Es necesario, pues, que las entidades afectadas hagan aflorar estos activos deteriorados, contabilizados ahora en los balances a precio de coste, que ahora resulta irreal, para que sean valorados a precio razonable de acuerdo con las actuales circunstancias del mercado. Esto provocará necesariamente disminución de beneficios, o incluso pérdidas, que deberán ser afrontadas por las propias entidades. No debe dedicarse dinero público para subsanar estas pérdidas, puesto que cada entidad debe ser responsable de las decisiones tomadas, tanto cuando eran acertadas como cuando han resultado erróneas. Si alguna de estas pérdidas ocasiona la insolvencia o la quiebra de alguna entidad, puesto que entre éstas no se contará ninguna de las “sistémicas” (que podrían hacer peligrar al conjunto del sistema financiero con su caída), las entidades que resulten insolventes deberán ser absorbidas o liquidarse, con substitución del equipo directivo y asegurando la protección debida a los depositantes. Las demás deberán refinanciarse sobre todo con capital privado, que asuma los riesgos y los eventuales beneficios, de manera que las entidades saneadas actúen con criterios de eficiencia y profesionalidad; si alguna intervención estatal se hace necesaria (como las del actual FROP), deberá ser en forma de préstamos o participaciones de capital temporales, de manera que puedan ser recuperadas con beneficios y el riesgo para los contribuyentes se reduzca al mínimo.

La reforma del sistema financiero es, pues, necesaria y urgente para que las entidades resultantes se encuentren saneadas, de manera que se reinstaure la confianza y vuelva a circular el crédito a las familias y a las empresas, condición imprescindible para la reactivación económica y para la creación de puestos de trabajo. En los momentos de redactar este escrito, el Gobierno ha anunciado una reforma del sistema financiero que parece que va en la dirección que hemos señalado. Sin embargo, la necesaria regularización de valoraciones en los balances en el plazo de un año (o dos en el caso de que se opte por fusiones) originará pérdidas en muchas entidades, lo cual hará que en el corto plazo se contraiga aún más el crédito y se ahogue todavía más a la actividad económica.
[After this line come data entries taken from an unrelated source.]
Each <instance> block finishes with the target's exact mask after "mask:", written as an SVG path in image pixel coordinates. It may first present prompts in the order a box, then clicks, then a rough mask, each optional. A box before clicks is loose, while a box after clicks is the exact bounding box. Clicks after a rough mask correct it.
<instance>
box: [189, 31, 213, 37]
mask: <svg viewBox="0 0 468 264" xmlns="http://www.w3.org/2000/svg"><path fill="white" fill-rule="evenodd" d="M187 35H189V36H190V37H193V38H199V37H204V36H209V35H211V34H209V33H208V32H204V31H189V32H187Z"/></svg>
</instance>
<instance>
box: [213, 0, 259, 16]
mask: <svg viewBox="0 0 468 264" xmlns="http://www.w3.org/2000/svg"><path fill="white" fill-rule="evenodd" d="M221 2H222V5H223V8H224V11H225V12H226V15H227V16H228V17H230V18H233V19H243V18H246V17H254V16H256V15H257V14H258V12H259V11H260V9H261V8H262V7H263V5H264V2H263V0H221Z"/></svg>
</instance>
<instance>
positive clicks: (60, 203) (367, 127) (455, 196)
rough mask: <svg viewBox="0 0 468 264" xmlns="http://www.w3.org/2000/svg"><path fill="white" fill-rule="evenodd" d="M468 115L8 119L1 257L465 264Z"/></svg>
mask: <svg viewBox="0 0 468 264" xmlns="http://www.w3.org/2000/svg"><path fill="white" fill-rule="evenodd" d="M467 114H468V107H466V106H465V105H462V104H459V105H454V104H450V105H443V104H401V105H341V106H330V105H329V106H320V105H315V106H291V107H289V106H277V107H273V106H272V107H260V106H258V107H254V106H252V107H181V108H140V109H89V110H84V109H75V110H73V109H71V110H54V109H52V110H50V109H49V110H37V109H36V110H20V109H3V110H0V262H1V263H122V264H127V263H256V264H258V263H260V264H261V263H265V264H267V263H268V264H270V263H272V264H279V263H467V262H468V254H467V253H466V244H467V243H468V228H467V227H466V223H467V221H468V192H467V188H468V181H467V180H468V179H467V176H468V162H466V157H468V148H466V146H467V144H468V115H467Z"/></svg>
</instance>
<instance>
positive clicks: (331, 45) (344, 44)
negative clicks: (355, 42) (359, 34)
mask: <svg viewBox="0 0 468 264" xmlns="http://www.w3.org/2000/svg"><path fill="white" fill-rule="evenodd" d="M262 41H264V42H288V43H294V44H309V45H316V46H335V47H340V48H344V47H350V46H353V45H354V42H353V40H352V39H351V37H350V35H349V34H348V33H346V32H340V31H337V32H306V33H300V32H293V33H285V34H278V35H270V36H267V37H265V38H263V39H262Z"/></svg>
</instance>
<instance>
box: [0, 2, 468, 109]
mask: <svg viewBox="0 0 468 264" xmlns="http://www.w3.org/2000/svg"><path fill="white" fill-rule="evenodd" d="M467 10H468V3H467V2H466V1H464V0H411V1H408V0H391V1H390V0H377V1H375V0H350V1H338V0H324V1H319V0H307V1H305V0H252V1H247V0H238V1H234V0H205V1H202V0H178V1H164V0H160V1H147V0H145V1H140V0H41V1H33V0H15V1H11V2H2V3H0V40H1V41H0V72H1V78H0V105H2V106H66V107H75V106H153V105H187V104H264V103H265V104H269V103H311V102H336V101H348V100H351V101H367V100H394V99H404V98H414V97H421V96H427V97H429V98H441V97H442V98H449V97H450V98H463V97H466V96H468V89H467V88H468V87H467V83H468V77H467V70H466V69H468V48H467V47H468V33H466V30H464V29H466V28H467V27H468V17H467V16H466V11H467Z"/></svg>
Por ello, se ve como cada vez más necesaria la renegociación de los compromisos de déficit con nuestros socios europeos, de manera que se hagan posibles los incentivos a la actividad económica.

Por otra parte, deben abordarse o completarse las reformas legislativas necesarias para conseguir una regulación más eficiente en el sistema financiero: exigencia de suficientes ratios de solvencia (capital) y de liquidez (efectivo disponible); imposición de coeficientes máximos de endeudamiento a los bancos (algunas medidas en este sentido fueron ya adoptadas por los acuerdos de Basilea III); prohibición de la ocultación de riesgos, como la que se produjo mediante la extracción de los balances de riesgos asumidos a través de la titulización; establecimiento de normas claras de buen gobierno para que los directivos actúen en función de los intereses a largo plazo de los inversores y de la sociedad, y no en beneficio propio a corto plazo; exigencia de responsabilidades, incluso penales, por negligencia (que, por supuesto, no pueden ser retroactivas en un estado de derecho); regulación del sueldo de los directivos y de los operadores de bolsa para que estén ligados a resultados a largo plazo, con el objetivo de eliminar los “incentivos perversos” derivados de bonos o premios conseguidos asumiendo unos riesgos excesivos que ponen en peligro la solvencia futura de la sociedad, etc.

A fin de no extenderme en demasía, dejaré para otro escrito próximo las otras dos reformas necesarias para reconducirnos a la senda del crecimiento: la armonización fiscal y el impulso a un nuevo modelo productivo.